The fall was short compared to a parachute jump, and before he knew it Bolan was reaching the end of the bungee cord and being jerked back up almost to the helicopter again.
The men on the ground floor were at no vantage point to fire at him as he sailed through the air once more, but the snipers atop the building had taken note of the chopper, and finally realized it was not from any news station. They turned their bolt action rifles his way, and a pair of “bees” buzzed past the Executioner as he continued to bounce. But the slow operation of the weapons kept the terrorists’ fire to a minimum.
Twisting to face them on the end of the bungee, Bolan raised the M-16 A-2 in his right hand and cut loose with a 3-round burst of fire. The first round struck the bolt of a sniper rifle, sending up a flash of sparks from the weapon, and a scream from the mouth of the man holding it, as the .223 hollowpoint bullet split and struck his chest and abdomen. The second and third rounds took the sniper perfectly in the heart, and he fell forward onto his face with no further shrieks or cries of pain.

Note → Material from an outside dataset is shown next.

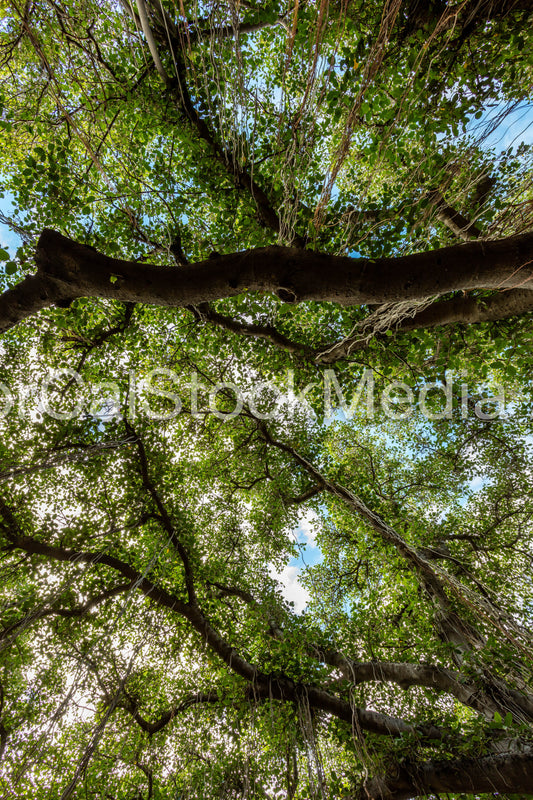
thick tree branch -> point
(67, 269)
(505, 772)
(264, 685)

Bolan flipped the quick release snap on his bungee harness as the cord began to stabilize, and fell to the roof on his belly. With the M-16 in the prone position, he pressed the trigger again, and another trio of .223 rounds burst from the weapon, taking off the top half of the second sniper’s head.
The Hezbollah man, wearing olive drab BDUs—battle dress uniform—like the rest of the terrorists Bolan had seen, didn’t make a sound. He just stumbled a few feet backward, then toppled over the short retaining wall that surrounded the roof of the church. The last things Bolan saw of him were his boots as he fell “half-headed” over the side.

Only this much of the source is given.